Una desapacible noche de noviembre contemplé el final de mis esfuerzos. Con una ansiedad rayana en la agonía, coloqué a mí alrededor los instrumentos que me iban a permitir infundir un hálito de vida a la cosa inerte que yacía a mis pies. Era ya la una de la madrugada; la lluvia golpeaba las ventanas sombríamente, y la vela casi se había consumido, cuando, a la mortecina luz de la llama, vi cómo la criatura abría sus ojos amarillentos y apagados. Respiró profundamente y un movimiento convulsivo sacudió su cuerpo.
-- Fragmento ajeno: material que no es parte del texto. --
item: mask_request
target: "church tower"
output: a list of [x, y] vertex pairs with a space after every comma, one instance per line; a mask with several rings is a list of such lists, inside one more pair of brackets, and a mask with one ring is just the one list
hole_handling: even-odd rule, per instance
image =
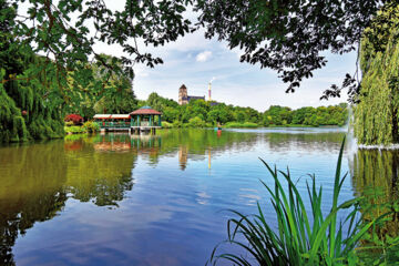
[[188, 103], [188, 95], [187, 95], [187, 88], [183, 84], [178, 89], [178, 104], [187, 104]]

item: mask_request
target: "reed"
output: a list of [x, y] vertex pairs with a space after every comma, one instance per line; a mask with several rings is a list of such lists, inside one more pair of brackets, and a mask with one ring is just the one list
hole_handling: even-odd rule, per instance
[[[339, 192], [347, 176], [347, 174], [342, 177], [340, 175], [344, 144], [345, 140], [335, 173], [332, 206], [325, 215], [321, 212], [323, 186], [317, 188], [314, 175], [310, 184], [307, 182], [311, 212], [306, 212], [304, 195], [293, 183], [289, 170], [277, 171], [260, 158], [274, 178], [274, 187], [262, 183], [272, 196], [277, 229], [266, 221], [259, 204], [256, 215], [247, 216], [231, 211], [236, 217], [227, 222], [228, 239], [221, 244], [236, 245], [243, 248], [244, 255], [232, 253], [217, 255], [219, 244], [214, 248], [208, 264], [216, 265], [219, 260], [228, 260], [234, 265], [245, 266], [355, 265], [358, 260], [355, 248], [379, 218], [368, 223], [362, 222], [359, 212], [360, 197], [338, 203]], [[287, 182], [287, 190], [284, 190], [282, 177]], [[344, 219], [338, 218], [338, 212], [341, 209], [349, 209]]]

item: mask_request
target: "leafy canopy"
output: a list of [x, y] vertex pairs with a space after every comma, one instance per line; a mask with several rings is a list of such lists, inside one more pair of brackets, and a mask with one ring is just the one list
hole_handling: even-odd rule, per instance
[[[4, 0], [1, 0], [4, 1]], [[9, 0], [10, 9], [17, 10], [24, 0]], [[397, 0], [126, 0], [124, 9], [114, 11], [103, 0], [29, 0], [27, 14], [7, 21], [12, 35], [25, 47], [33, 47], [35, 53], [53, 58], [58, 79], [65, 88], [65, 72], [79, 70], [81, 81], [93, 79], [85, 63], [94, 58], [96, 64], [133, 78], [136, 62], [149, 66], [162, 63], [162, 59], [142, 53], [136, 40], [145, 45], [163, 45], [175, 41], [201, 27], [205, 37], [217, 37], [227, 41], [231, 49], [241, 48], [241, 61], [259, 63], [270, 68], [288, 83], [287, 92], [299, 88], [304, 79], [313, 76], [327, 60], [324, 51], [346, 53], [359, 44], [364, 30], [370, 25], [374, 16], [381, 8], [395, 4]], [[198, 23], [185, 18], [187, 8], [194, 7]], [[1, 10], [0, 23], [9, 10]], [[74, 19], [72, 19], [74, 18]], [[89, 27], [92, 25], [92, 27]], [[91, 32], [91, 28], [95, 32]], [[105, 42], [119, 44], [127, 57], [108, 62], [98, 54], [93, 44]], [[109, 76], [104, 76], [106, 83]], [[347, 75], [344, 86], [350, 92], [354, 76]], [[100, 90], [101, 83], [92, 82], [92, 90]], [[74, 89], [79, 90], [78, 86]], [[340, 88], [332, 85], [325, 93], [339, 96]]]

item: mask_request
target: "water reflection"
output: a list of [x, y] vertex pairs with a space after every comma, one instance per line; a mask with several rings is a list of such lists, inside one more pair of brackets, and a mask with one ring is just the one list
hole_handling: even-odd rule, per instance
[[[258, 156], [278, 167], [289, 165], [296, 177], [317, 171], [330, 198], [344, 134], [163, 130], [157, 136], [72, 135], [0, 147], [0, 264], [17, 259], [23, 265], [27, 259], [29, 265], [34, 257], [38, 264], [63, 259], [63, 265], [73, 265], [78, 255], [78, 260], [70, 255], [79, 254], [91, 265], [105, 265], [105, 258], [109, 265], [115, 259], [122, 259], [121, 265], [204, 265], [225, 238], [226, 216], [219, 211], [253, 213], [256, 202], [265, 201], [259, 178], [268, 176]], [[397, 201], [398, 158], [395, 152], [359, 151], [349, 161], [352, 182], [345, 183], [342, 200], [351, 197], [354, 188], [364, 195], [371, 185], [389, 190], [389, 196], [378, 201]], [[304, 182], [299, 190], [305, 193]], [[274, 221], [273, 213], [265, 213]], [[42, 227], [35, 225], [43, 221]], [[50, 233], [55, 241], [48, 246], [18, 238], [37, 229], [34, 241], [49, 242], [44, 228], [51, 222], [58, 233]], [[398, 228], [396, 219], [383, 232]], [[85, 242], [76, 244], [81, 234]], [[38, 253], [40, 248], [47, 250]], [[66, 249], [69, 256], [62, 257]]]
[[19, 234], [35, 222], [53, 218], [64, 206], [68, 162], [63, 151], [60, 142], [0, 150], [1, 265], [14, 265], [12, 246]]

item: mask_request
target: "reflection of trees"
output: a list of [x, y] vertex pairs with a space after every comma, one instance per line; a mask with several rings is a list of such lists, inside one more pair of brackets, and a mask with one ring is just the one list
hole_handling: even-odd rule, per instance
[[0, 264], [14, 265], [12, 246], [35, 222], [51, 219], [66, 194], [60, 142], [0, 149]]
[[68, 192], [76, 200], [92, 201], [98, 206], [117, 205], [125, 191], [133, 187], [131, 171], [136, 155], [127, 153], [129, 143], [120, 141], [84, 146], [81, 153], [66, 154]]
[[[365, 196], [366, 207], [371, 207], [365, 218], [371, 221], [393, 211], [399, 198], [399, 151], [359, 150], [349, 164], [356, 194]], [[399, 236], [399, 213], [395, 212], [389, 218], [383, 226], [377, 227], [382, 241]]]
[[181, 170], [185, 170], [187, 165], [187, 156], [188, 156], [188, 149], [187, 146], [181, 145], [178, 147], [178, 164], [181, 166]]
[[12, 246], [35, 222], [51, 219], [66, 195], [116, 205], [132, 190], [135, 153], [100, 151], [93, 137], [0, 149], [0, 265], [13, 265]]
[[330, 152], [340, 147], [345, 133], [268, 133], [267, 142], [272, 151], [289, 151], [293, 146], [306, 152], [319, 151], [320, 146]]

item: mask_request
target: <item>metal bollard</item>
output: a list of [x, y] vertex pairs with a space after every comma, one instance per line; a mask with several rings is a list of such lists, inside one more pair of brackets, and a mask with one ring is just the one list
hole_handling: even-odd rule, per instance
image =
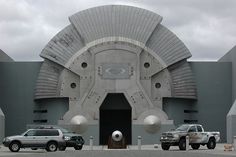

¿Cómo expresar mi sensación ante esta catástrofe, o describir el engendro que con tanto esfuerzo e infinito trabajo había creado? Sus miembros estaban bien proporcionados y había seleccionado sus rasgos por hermosos. ¡Hermosos! ¡Santo cielo! Su piel amarillenta apenas si ocultaba el entramado de músculos y arterias; tenía el pelo negro, largo y lustroso, los dientes blanquísimos; pero todo ello no hacía más que resaltar el horrible contraste con sus ojos acuosos, que parecían casi del mismo color que las pálidas órbitas en las que se hundían, el rostro arrugado, y los finos y negruzcos labios.

Las alteraciones de la vida no son ni mucho menos tantas como las de los sentimientos humanos. Durante casi dos años había trabajado infatigablemente con el único propósito de infundir vida en un cuerpo inerte. Para ello me había privado de descanso y de salud. Lo había deseado con un fervor que sobrepasaba con mucho la moderación; pero ahora que lo había conseguido, la hermosura del sueño se desvanecía y la repugnancia y el horror me embargaban. Incapaz de soportar la visión del ser que había creado, salí precipitadamente de la estancia. Ya en mi dormitorio, paseé por la habitación sin lograr conciliar el sueño. Finalmente, el cansancio se impuso a mi agitación, y vestido me eché sobre la cama en el intento de encontrar algunos momentos de olvido. Mas fue en vano; pude dormir, pero tuve horribles pesadillas. Veía a Elizabeth, rebosante de salud, paseando por las calles de Ingolstadt. Con sorpresa y alegría la abrazaba, pero en cuanto mis labios rozaron los suyos, empalidecieron con el tinte de la muerte; sus rasgos parecieron cambiar, y tuve la sensación de sostener entre mis brazos el cadáver de mi madre; un sudario la envolvía, y vi cómo los gusanos reptaban entre los dobleces de la tela. Me desperté horrorizado; un sudor frío me bañaba la frente, me castañeteaban los dientes y movimientos convulsivos me sacudían los miembros. A la pálida y amarillenta luz de la luna que se filtraba por entre las contraventanas, vi al engendro, al monstruo miserable que había creado. Tenía levantada la cortina de la cama, y sus ojos, si así podían llamarse, me miraban fijamente. Entreabrió la mandíbula y murmuró unos sonidos ininteligibles, a la vez que una mueca arrugaba sus mejillas. Puede que hablara, pero no lo oí. Tendía hacia mí una mano, como si intentara detenerme, pero esquivándola me precipité escaleras abajo. Me refugié en el patio de la casa, donde permanecí el restode la noche, paseando arriba y abajo, profundamente agitado, escuchando con atención, temiendo cada ruido como si fuera a anunciarme la llegada del cadáver demoníaco al que tan fatalmente había dado vida.